Background: Occlusive disease of the posterior circulation represents a heterogeneous group of strokes that differ in etiology, clinical presentation, and prognosis. Computed tomography provides suboptimal visualization of posterior-circulation infarcts. Anatomic definition of traditional magnetic resonance imaging sequences has been used for clinicoradiologic correlation in patients with posterior-circulation disease. These studies focused on the subacute rather than the acute phase of ischemia. Lesion volumes on diffusion-weighted imaging (DWI) and perfusion imaging were found to have a good correlation with 24-hour National Institutes of Health stroke scale (NIHSS) score in ischemia of the anterior circulation. Correlation between NIHSS score and lesion volume in posterior-circulation infarcts is unknown.
Objectives: To investigate whether DWI is useful for clinicoradiologic correlation of posterior-circulation ischemia within 24 hours after symptom onset and whether NIHSS score correlates with lesion volumes in patients with posterior-circulation stroke.
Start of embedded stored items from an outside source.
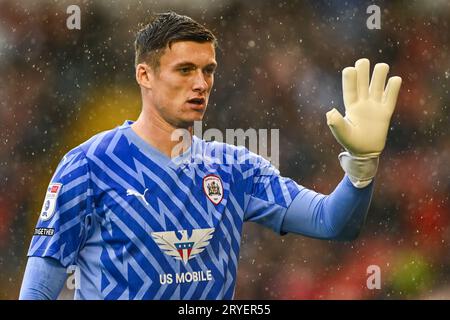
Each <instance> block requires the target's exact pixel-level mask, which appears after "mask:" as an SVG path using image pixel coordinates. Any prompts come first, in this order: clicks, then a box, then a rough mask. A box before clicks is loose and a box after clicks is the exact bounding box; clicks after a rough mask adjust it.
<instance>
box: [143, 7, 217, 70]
mask: <svg viewBox="0 0 450 320" xmlns="http://www.w3.org/2000/svg"><path fill="white" fill-rule="evenodd" d="M176 41H195V42H200V43H203V42H212V43H213V44H214V46H217V39H216V37H215V36H214V34H213V33H212V32H211V31H210V30H208V29H207V28H205V27H204V26H202V25H201V24H200V23H198V22H197V21H195V20H193V19H192V18H189V17H188V16H182V15H179V14H177V13H175V12H166V13H159V14H156V15H155V16H154V17H153V18H152V20H151V21H150V23H148V24H147V25H146V26H144V27H143V28H142V29H141V30H139V31H138V32H137V34H136V41H135V42H134V48H135V66H137V65H138V64H139V63H141V62H144V61H145V62H147V63H149V64H150V66H151V67H152V68H155V69H157V68H158V67H159V58H160V57H161V55H162V54H163V52H164V50H165V48H166V47H167V46H169V48H170V46H171V44H172V43H173V42H176Z"/></svg>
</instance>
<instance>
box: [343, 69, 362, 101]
mask: <svg viewBox="0 0 450 320" xmlns="http://www.w3.org/2000/svg"><path fill="white" fill-rule="evenodd" d="M342 94H343V96H344V105H345V107H346V108H347V106H349V105H350V104H352V103H354V102H355V101H356V100H357V99H358V91H357V85H356V69H355V68H353V67H347V68H345V69H344V70H342Z"/></svg>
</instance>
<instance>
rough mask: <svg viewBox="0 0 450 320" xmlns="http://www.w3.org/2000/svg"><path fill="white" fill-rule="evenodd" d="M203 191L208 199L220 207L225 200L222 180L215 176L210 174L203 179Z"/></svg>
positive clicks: (212, 174)
mask: <svg viewBox="0 0 450 320" xmlns="http://www.w3.org/2000/svg"><path fill="white" fill-rule="evenodd" d="M203 191H204V192H205V194H206V196H207V197H208V199H209V200H210V201H211V202H212V203H214V205H216V206H217V205H218V204H219V203H220V201H222V199H223V185H222V180H221V179H220V178H219V177H218V176H216V175H215V174H209V175H207V176H205V177H204V178H203Z"/></svg>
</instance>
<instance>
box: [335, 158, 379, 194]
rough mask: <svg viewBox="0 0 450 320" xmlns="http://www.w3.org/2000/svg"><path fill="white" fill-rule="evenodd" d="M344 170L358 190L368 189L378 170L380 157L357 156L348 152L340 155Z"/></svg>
mask: <svg viewBox="0 0 450 320" xmlns="http://www.w3.org/2000/svg"><path fill="white" fill-rule="evenodd" d="M339 162H340V164H341V167H342V169H343V170H344V171H345V173H346V174H347V176H348V177H349V179H350V181H351V183H352V184H353V185H354V186H355V187H356V188H364V187H367V186H368V185H369V184H370V183H371V182H372V180H373V178H374V177H375V175H376V173H377V169H378V162H379V155H365V156H355V155H352V154H351V153H349V152H348V151H346V152H342V153H340V154H339Z"/></svg>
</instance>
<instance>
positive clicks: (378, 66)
mask: <svg viewBox="0 0 450 320" xmlns="http://www.w3.org/2000/svg"><path fill="white" fill-rule="evenodd" d="M388 72H389V66H388V65H387V64H386V63H377V64H376V65H375V68H373V74H372V80H371V81H370V87H369V96H370V97H371V98H372V99H374V100H375V101H379V102H381V98H382V96H383V91H384V84H385V83H386V76H387V74H388Z"/></svg>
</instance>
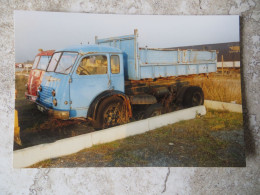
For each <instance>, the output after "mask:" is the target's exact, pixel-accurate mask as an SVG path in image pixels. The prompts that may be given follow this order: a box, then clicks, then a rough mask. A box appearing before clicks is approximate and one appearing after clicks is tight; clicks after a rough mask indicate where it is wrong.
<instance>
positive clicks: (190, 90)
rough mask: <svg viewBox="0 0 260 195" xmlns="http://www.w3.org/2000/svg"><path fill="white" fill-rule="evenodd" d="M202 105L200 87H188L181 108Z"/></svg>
mask: <svg viewBox="0 0 260 195" xmlns="http://www.w3.org/2000/svg"><path fill="white" fill-rule="evenodd" d="M203 104H204V94H203V91H202V89H201V88H200V87H195V86H194V87H189V88H188V89H187V90H186V92H185V94H184V98H183V106H184V107H186V108H190V107H193V106H199V105H203Z"/></svg>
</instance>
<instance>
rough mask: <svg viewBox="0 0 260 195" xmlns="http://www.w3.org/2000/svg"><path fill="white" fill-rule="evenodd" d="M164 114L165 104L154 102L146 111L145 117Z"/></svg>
mask: <svg viewBox="0 0 260 195" xmlns="http://www.w3.org/2000/svg"><path fill="white" fill-rule="evenodd" d="M161 114H163V106H162V105H161V104H152V105H150V106H149V107H148V108H147V110H146V111H145V114H144V117H145V118H149V117H153V116H159V115H161Z"/></svg>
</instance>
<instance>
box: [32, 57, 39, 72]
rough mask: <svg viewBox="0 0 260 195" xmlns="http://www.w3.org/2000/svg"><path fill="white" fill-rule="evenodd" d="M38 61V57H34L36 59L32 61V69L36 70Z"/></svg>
mask: <svg viewBox="0 0 260 195" xmlns="http://www.w3.org/2000/svg"><path fill="white" fill-rule="evenodd" d="M39 59H40V56H36V58H35V60H34V62H33V66H32V69H35V68H36V66H37V64H38V62H39Z"/></svg>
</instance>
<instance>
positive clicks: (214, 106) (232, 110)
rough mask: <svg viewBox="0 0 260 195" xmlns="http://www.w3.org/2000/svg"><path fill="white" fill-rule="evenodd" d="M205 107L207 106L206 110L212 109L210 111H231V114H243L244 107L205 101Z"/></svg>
mask: <svg viewBox="0 0 260 195" xmlns="http://www.w3.org/2000/svg"><path fill="white" fill-rule="evenodd" d="M204 105H205V106H206V108H210V109H214V110H226V111H229V112H238V113H242V105H241V104H234V103H226V102H218V101H212V100H205V101H204Z"/></svg>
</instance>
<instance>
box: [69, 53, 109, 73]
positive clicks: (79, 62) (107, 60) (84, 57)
mask: <svg viewBox="0 0 260 195" xmlns="http://www.w3.org/2000/svg"><path fill="white" fill-rule="evenodd" d="M91 56H104V57H106V60H107V67H106V73H105V74H82V75H81V74H78V73H77V70H78V68H79V66H80V63H81V62H82V60H83V59H85V58H90V57H91ZM108 59H109V56H108V55H107V54H105V53H95V54H88V55H85V56H83V57H82V58H81V59H80V60H79V62H78V66H77V67H76V68H75V71H74V72H75V74H76V75H77V76H100V75H108V74H109V68H108V67H109V64H108V62H109V61H108Z"/></svg>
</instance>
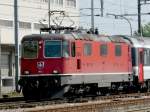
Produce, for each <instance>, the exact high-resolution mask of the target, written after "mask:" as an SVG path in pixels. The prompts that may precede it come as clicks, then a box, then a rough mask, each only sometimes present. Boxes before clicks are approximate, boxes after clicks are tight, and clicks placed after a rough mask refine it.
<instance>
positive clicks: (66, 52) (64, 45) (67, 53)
mask: <svg viewBox="0 0 150 112" xmlns="http://www.w3.org/2000/svg"><path fill="white" fill-rule="evenodd" d="M63 57H69V44H68V42H67V41H64V42H63Z"/></svg>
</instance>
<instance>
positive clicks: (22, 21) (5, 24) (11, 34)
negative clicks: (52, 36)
mask: <svg viewBox="0 0 150 112" xmlns="http://www.w3.org/2000/svg"><path fill="white" fill-rule="evenodd" d="M13 3H14V0H1V1H0V39H1V40H0V42H1V43H0V44H1V60H0V61H1V73H0V74H1V82H2V83H1V87H2V93H7V92H10V91H13V90H14V89H15V85H14V84H15V81H14V80H15V45H14V43H15V39H14V4H13ZM50 10H51V11H54V13H51V25H56V24H57V25H61V26H74V27H78V26H79V18H77V17H76V18H75V17H74V18H71V17H70V16H79V5H78V0H50ZM55 11H56V12H57V11H62V12H64V13H63V14H64V15H62V13H61V14H58V13H57V14H55ZM18 19H19V22H18V26H19V43H20V40H21V38H22V37H23V36H24V35H27V34H31V33H32V34H33V33H39V32H40V30H39V29H40V28H41V27H44V26H48V0H18ZM62 20H63V21H62Z"/></svg>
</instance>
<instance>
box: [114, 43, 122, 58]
mask: <svg viewBox="0 0 150 112" xmlns="http://www.w3.org/2000/svg"><path fill="white" fill-rule="evenodd" d="M121 54H122V51H121V45H115V55H116V56H121Z"/></svg>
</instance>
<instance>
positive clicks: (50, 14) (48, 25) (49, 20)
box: [48, 0, 51, 28]
mask: <svg viewBox="0 0 150 112" xmlns="http://www.w3.org/2000/svg"><path fill="white" fill-rule="evenodd" d="M50 26H51V6H50V0H48V27H49V28H50Z"/></svg>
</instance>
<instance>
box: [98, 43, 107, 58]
mask: <svg viewBox="0 0 150 112" xmlns="http://www.w3.org/2000/svg"><path fill="white" fill-rule="evenodd" d="M107 52H108V47H107V45H105V44H103V45H100V55H101V56H107Z"/></svg>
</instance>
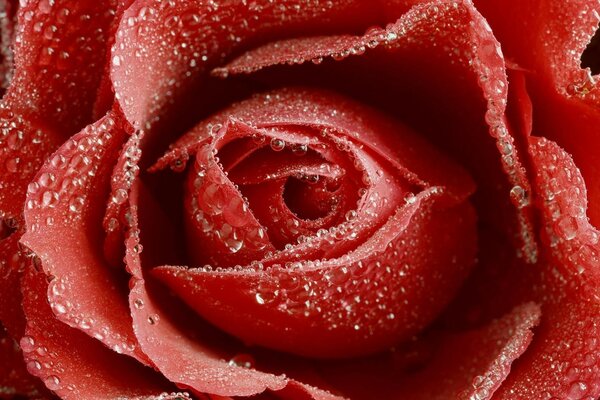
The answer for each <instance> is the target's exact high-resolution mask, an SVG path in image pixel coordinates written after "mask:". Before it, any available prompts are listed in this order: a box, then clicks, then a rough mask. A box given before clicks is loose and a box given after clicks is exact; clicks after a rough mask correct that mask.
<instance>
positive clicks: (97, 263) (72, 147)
mask: <svg viewBox="0 0 600 400" xmlns="http://www.w3.org/2000/svg"><path fill="white" fill-rule="evenodd" d="M126 129H127V128H126V127H125V123H124V122H123V120H122V117H121V116H120V114H119V112H118V111H114V112H111V113H109V114H108V115H107V116H105V117H104V118H102V119H101V120H99V121H98V122H96V123H95V124H93V125H90V126H89V127H87V128H86V129H84V130H83V131H82V132H81V133H79V134H77V135H76V136H74V137H73V138H72V139H70V140H69V141H67V142H66V143H65V144H64V145H63V146H62V147H61V148H60V149H59V151H58V152H57V153H55V154H54V155H53V156H52V157H51V158H50V159H49V160H48V161H47V163H46V164H45V165H44V167H42V169H41V170H40V171H39V172H38V175H37V177H36V180H35V181H34V183H32V190H30V191H29V193H28V199H27V210H26V212H25V218H26V221H27V227H28V230H27V233H26V234H25V235H24V236H23V238H22V240H21V242H22V243H24V244H25V245H26V246H27V247H29V248H30V249H31V250H33V251H34V252H35V253H36V254H37V255H38V256H39V257H40V259H41V264H42V267H43V269H44V272H46V274H47V275H48V276H50V277H53V279H52V282H51V283H50V285H49V288H48V300H49V302H50V305H51V307H52V310H53V311H54V314H55V315H56V317H57V318H58V319H59V320H60V321H62V322H64V323H66V324H68V325H70V326H71V327H74V328H77V329H80V330H83V331H86V332H87V333H88V334H89V335H90V336H93V337H95V338H97V339H98V340H100V341H102V342H103V343H105V344H106V345H107V346H109V347H111V348H112V349H114V350H115V351H118V352H123V353H125V354H129V355H132V356H134V357H136V358H138V359H139V360H142V361H143V360H144V359H145V357H144V356H143V355H142V354H141V353H140V351H139V349H137V344H136V340H135V337H134V335H133V330H132V327H131V317H130V315H129V311H128V304H127V300H126V294H127V287H126V286H125V284H126V281H125V279H126V278H125V276H124V275H122V274H123V272H122V271H117V270H114V269H113V268H111V267H110V266H109V265H107V263H106V262H105V261H104V259H103V252H102V245H101V243H102V236H101V226H102V222H101V221H102V216H103V213H104V209H105V205H106V200H107V198H108V190H109V187H110V186H109V181H110V176H111V175H110V173H111V171H112V166H113V165H114V164H115V162H116V160H117V158H118V155H119V152H120V150H121V147H122V145H123V143H124V141H125V139H126V135H127V130H126ZM108 310H110V311H108Z"/></svg>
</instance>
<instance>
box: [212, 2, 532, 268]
mask: <svg viewBox="0 0 600 400" xmlns="http://www.w3.org/2000/svg"><path fill="white" fill-rule="evenodd" d="M438 3H439V4H438ZM432 18H436V19H437V20H436V22H433V21H432ZM446 20H453V22H452V23H451V24H449V26H451V27H452V28H451V30H452V31H455V34H454V35H450V33H449V29H443V30H439V29H437V28H435V27H437V26H446V25H445V21H446ZM456 21H460V22H458V23H457V22H456ZM468 21H471V24H473V26H475V27H476V28H475V29H474V30H470V31H469V36H468V37H466V38H465V37H464V36H465V35H463V33H462V32H461V29H462V28H461V26H463V24H464V25H467V24H468V23H469V22H468ZM431 27H433V28H431ZM436 29H437V30H436ZM429 31H432V32H434V34H433V35H435V36H436V38H435V40H432V39H431V37H432V36H431V34H430V32H429ZM446 41H449V43H446ZM417 43H418V46H419V48H418V49H416V48H415V44H417ZM429 43H435V51H434V53H435V54H427V55H426V56H423V54H422V52H423V47H424V46H429ZM460 48H464V50H458V49H460ZM439 49H444V52H450V56H451V57H456V58H457V59H458V60H453V61H452V63H453V64H462V63H464V62H465V61H464V60H463V59H461V58H462V57H463V56H464V57H467V58H471V60H470V61H467V62H468V63H469V65H472V68H469V69H471V71H469V72H471V73H472V72H475V73H476V74H477V75H478V77H477V78H478V79H479V80H480V83H479V84H480V86H481V89H482V91H483V95H484V98H485V99H486V100H488V111H487V113H486V116H485V119H486V121H487V122H488V124H489V126H490V128H491V129H490V133H491V134H492V136H493V137H494V138H496V145H497V147H498V150H500V154H501V155H502V157H501V161H502V166H503V168H504V170H505V173H506V176H507V177H508V180H509V182H510V184H511V185H512V186H513V187H514V188H515V192H518V193H524V195H519V196H512V197H511V200H512V201H513V204H514V205H516V206H517V207H518V209H519V211H518V212H517V214H516V215H517V219H518V221H517V225H518V229H519V230H520V231H521V236H522V238H521V239H522V241H523V243H522V246H523V247H524V252H523V253H522V254H523V255H524V256H525V257H526V258H528V259H529V261H530V262H533V261H535V257H536V249H535V242H534V241H533V240H532V239H531V238H532V237H533V235H532V225H531V216H530V213H529V212H528V211H527V206H528V200H527V196H528V193H529V192H530V191H529V189H528V187H529V183H528V182H527V178H526V176H525V173H524V169H523V168H522V166H521V163H520V161H519V157H518V154H517V149H516V148H515V143H514V140H513V138H512V137H511V135H509V133H508V131H507V127H506V126H505V123H504V120H503V116H502V114H503V112H504V107H505V104H506V88H507V82H506V77H505V72H504V64H503V57H502V52H501V50H500V47H499V44H498V42H497V41H496V40H495V38H494V37H493V36H492V35H491V29H490V28H489V25H488V24H487V22H485V20H483V18H482V17H481V16H480V15H479V14H478V13H477V11H476V10H474V8H473V7H472V5H470V4H467V3H452V2H448V3H446V2H436V4H435V5H423V6H417V7H415V8H413V9H412V10H410V11H409V12H408V13H406V14H405V15H404V16H402V17H401V18H400V20H398V21H397V22H396V23H394V24H390V25H388V26H387V27H386V28H385V29H379V28H372V29H370V30H369V31H367V33H366V34H365V35H363V36H349V35H342V36H326V37H315V36H311V37H307V38H293V39H286V40H282V41H276V42H271V43H269V44H266V45H263V46H262V47H258V48H256V49H254V50H250V51H248V52H246V53H244V54H243V55H242V56H239V57H238V58H236V59H234V60H233V61H231V62H230V63H229V64H228V65H226V66H224V67H219V68H217V69H215V70H213V73H214V74H216V75H219V74H221V75H223V76H227V75H229V74H230V73H233V74H239V73H245V74H247V73H251V72H254V71H258V70H260V69H263V68H267V67H272V66H275V65H278V64H280V65H281V64H303V63H306V62H308V61H313V62H315V63H317V64H319V63H321V62H323V59H324V58H325V59H327V58H333V59H334V60H338V61H339V60H343V59H345V58H348V57H350V58H357V59H358V61H353V60H348V62H347V63H346V64H350V67H349V68H351V69H352V68H356V67H353V66H352V64H351V63H352V62H355V65H360V64H359V63H362V64H364V65H365V70H364V71H363V70H360V69H358V70H357V71H354V72H353V74H354V75H358V74H361V73H363V74H365V73H368V74H374V73H373V72H372V70H373V66H375V68H377V70H378V72H377V73H375V74H379V73H382V72H383V74H384V76H386V78H387V79H390V80H397V79H396V77H397V76H398V75H401V74H402V72H398V71H397V70H396V69H395V67H397V64H398V63H401V62H403V63H405V64H407V62H406V60H411V61H410V62H409V63H408V65H412V64H413V63H415V61H414V60H416V59H420V58H421V57H423V58H425V59H427V60H428V64H429V65H435V64H436V63H435V62H433V63H432V62H431V60H432V59H434V58H438V57H439ZM450 49H455V50H454V54H453V53H452V52H451V51H450ZM415 53H417V55H415ZM352 56H359V57H352ZM330 65H331V64H330ZM369 67H370V69H369ZM391 67H393V68H394V70H391V71H390V68H391ZM340 68H342V67H340ZM427 68H430V67H427ZM420 69H421V70H423V69H424V68H423V67H421V68H420ZM335 70H336V69H335V67H330V71H335ZM380 70H381V71H380ZM305 72H306V73H307V74H308V73H309V72H308V70H307V71H305ZM268 73H269V71H266V72H265V73H264V74H263V75H262V79H264V80H266V81H269V75H268ZM318 73H319V70H318V69H315V71H314V72H313V74H318ZM437 73H438V72H437V71H432V72H430V73H429V75H431V74H437ZM453 73H454V75H451V76H453V78H454V79H456V77H457V76H462V75H463V74H464V72H459V71H453ZM405 74H406V75H408V76H411V75H416V74H415V73H414V71H412V70H410V69H409V72H408V73H405ZM331 75H332V78H333V79H336V78H338V77H336V76H335V72H334V73H333V74H331ZM388 75H389V76H388ZM350 76H352V74H350ZM412 79H413V80H416V81H419V79H418V78H414V77H413V78H412ZM338 80H341V79H339V78H338ZM422 80H423V81H424V82H428V81H432V80H433V79H431V78H430V77H429V76H428V74H427V73H425V74H424V76H423V78H422ZM341 81H342V82H344V83H346V81H345V80H341ZM383 81H384V82H385V80H383ZM319 83H322V82H319ZM380 84H381V83H380ZM431 85H432V86H433V84H431ZM346 86H350V87H352V86H357V84H356V83H353V85H347V84H346ZM439 86H448V82H444V83H441V84H439ZM361 90H362V91H365V92H367V93H369V92H368V91H369V90H372V89H371V88H370V87H368V86H367V87H365V88H362V89H361ZM462 90H464V89H462ZM438 91H439V90H438ZM455 92H456V91H455ZM434 94H435V95H436V96H440V97H442V98H443V97H445V96H443V95H440V94H439V93H436V92H435V91H434ZM411 95H412V96H411ZM408 96H409V98H410V99H411V100H412V97H415V96H414V94H409V95H408ZM377 97H382V98H385V100H386V101H387V102H388V103H390V102H392V99H388V98H387V96H383V95H381V94H379V93H377ZM448 97H450V96H448ZM467 97H468V96H467V95H464V96H460V97H458V98H459V99H460V102H461V103H465V102H466V100H465V98H467ZM403 106H404V105H403ZM431 108H432V107H431V106H430V105H429V106H427V105H426V106H425V107H424V109H426V110H429V109H431ZM393 111H395V110H393ZM424 118H427V117H426V116H425V117H424ZM437 129H438V130H440V131H442V132H443V131H444V130H446V129H447V127H446V126H445V125H441V126H438V127H437ZM470 130H471V131H473V132H476V130H475V129H473V128H472V127H471V129H470ZM442 132H437V133H436V136H438V137H440V136H441V135H442V134H443V133H442ZM466 141H467V140H465V142H466ZM468 141H469V142H470V141H471V140H470V139H468ZM459 142H461V143H462V141H459ZM444 147H446V148H448V147H450V148H452V147H453V145H452V143H450V145H446V146H444ZM465 147H468V148H469V150H470V151H471V152H472V153H473V154H469V155H467V156H466V157H467V158H468V159H469V161H471V160H474V159H476V158H477V156H476V155H474V154H475V153H481V154H483V153H485V152H482V151H481V148H483V146H481V148H480V147H479V146H478V147H471V146H463V149H464V148H465ZM463 157H464V156H463ZM488 159H489V157H488ZM485 161H488V160H485ZM489 164H490V163H489V161H488V162H482V161H476V163H475V164H474V167H473V166H472V168H473V171H472V172H473V174H474V175H475V176H476V177H478V178H479V182H478V183H479V187H480V189H481V188H485V192H487V191H489V190H498V189H497V188H494V189H490V188H486V185H487V184H488V182H498V181H501V180H502V178H501V177H499V176H494V177H491V176H490V175H489V174H490V173H491V171H488V170H487V168H481V166H482V165H489ZM507 191H508V189H507V190H505V192H504V193H506V192H507ZM485 192H484V193H485ZM496 202H497V201H496ZM488 206H489V205H488ZM491 208H492V207H491V206H490V207H486V206H483V207H482V209H483V210H484V211H485V210H486V209H491ZM494 208H497V207H494ZM488 212H489V211H488ZM508 212H509V213H510V214H513V215H514V211H513V210H508ZM480 214H481V216H482V218H484V219H489V218H492V219H495V218H497V217H498V213H496V215H493V216H489V215H488V214H486V213H485V212H483V213H480ZM513 215H510V216H508V217H506V218H504V221H497V222H496V224H498V225H506V219H507V218H514V216H513Z"/></svg>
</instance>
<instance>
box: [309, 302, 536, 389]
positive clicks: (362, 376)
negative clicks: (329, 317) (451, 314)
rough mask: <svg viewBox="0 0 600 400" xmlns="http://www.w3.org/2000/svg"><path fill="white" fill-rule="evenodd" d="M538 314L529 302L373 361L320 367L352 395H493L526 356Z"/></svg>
mask: <svg viewBox="0 0 600 400" xmlns="http://www.w3.org/2000/svg"><path fill="white" fill-rule="evenodd" d="M539 317H540V309H539V307H538V306H536V305H534V304H525V305H523V306H520V307H517V308H515V309H514V310H513V311H512V312H510V313H509V314H507V315H505V316H503V317H502V318H500V319H498V320H494V321H492V322H491V323H489V324H488V325H486V326H484V327H482V328H478V329H474V330H470V331H465V332H459V333H450V332H438V333H437V335H439V336H436V333H433V335H432V336H430V337H429V338H428V337H425V338H423V339H420V340H418V341H416V342H413V343H408V344H407V346H406V348H405V349H402V348H399V349H397V350H396V352H389V353H386V354H383V355H381V356H377V357H376V358H374V359H371V360H364V361H354V362H353V361H346V362H345V363H343V364H342V363H339V364H338V365H330V366H327V365H324V366H321V367H318V369H319V370H321V375H322V377H323V378H324V379H326V380H327V381H328V382H329V383H330V384H333V385H334V387H337V388H339V389H340V390H342V392H343V393H344V394H345V395H347V396H349V397H350V398H352V399H353V400H362V399H365V400H367V399H375V398H376V399H381V400H394V399H411V400H419V399H423V400H448V399H464V400H466V399H481V400H485V399H490V398H492V395H493V394H494V392H496V390H497V389H498V387H500V385H501V384H502V382H503V381H504V380H505V379H506V377H507V376H510V375H509V372H510V370H511V367H512V368H514V365H515V364H513V362H514V361H515V360H516V359H517V358H519V357H520V356H521V357H523V356H522V355H521V354H523V352H525V350H526V349H527V348H528V346H529V344H530V342H531V340H532V337H534V335H533V333H532V329H533V328H534V327H535V326H536V325H537V324H538V321H539ZM440 333H441V335H440ZM536 335H537V334H536ZM518 362H519V361H517V364H518ZM365 371H369V373H368V374H366V373H365ZM494 398H496V396H494ZM499 398H502V397H499ZM518 398H519V399H520V398H530V397H518Z"/></svg>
Patients and methods: In a database analysis of 631 patients with stroke from June 26, 1996, to July 30, 1999, 115 patients (18%) had symptoms of posterior-circulation ischemia by imaging and clinical criteria. Among these 115, we included all patients (n = 40) who underwent DWI within 24 hours from symptom onset (mean, 9.7 +/- 7.1 hours). All 40 patients also underwent magnetic resonance angiography and T2-weighted imaging. Seventy-five did not meet inclusion criteria: in 45, magnetic resonance imaging was performed more than 24 hours after symptom onset; 12 did not have DWI; in 11 patients, symptoms resolved within 24 hours; 6 had hemorrhages; and 1 had a border zone infarct.
Results: An acute lesion on DWI corresponding to the patient's symptoms was detected in all 40 patients, 16 (40%) of whom had detectable acute lesions on T2-weighted images. The lesions on DWI were larger in 11 of the 16 patients with positive T2-weighted images. Acute lesion volume did not correlate with NIHSS score (n = 40; rho = 0.30; P =.06, Spearman rank) also when DWI lesion volumes were divided by cause and territory.
Conclusions: Diffusion-weighted imaging is more effective than T2-weighted imaging in patients with acute posterior-circulation strokes. The DWI lesion volume did not significantly correlate with NIHSS score, suggesting that NIHSS is more weighted toward anterior-circulation stroke symptoms.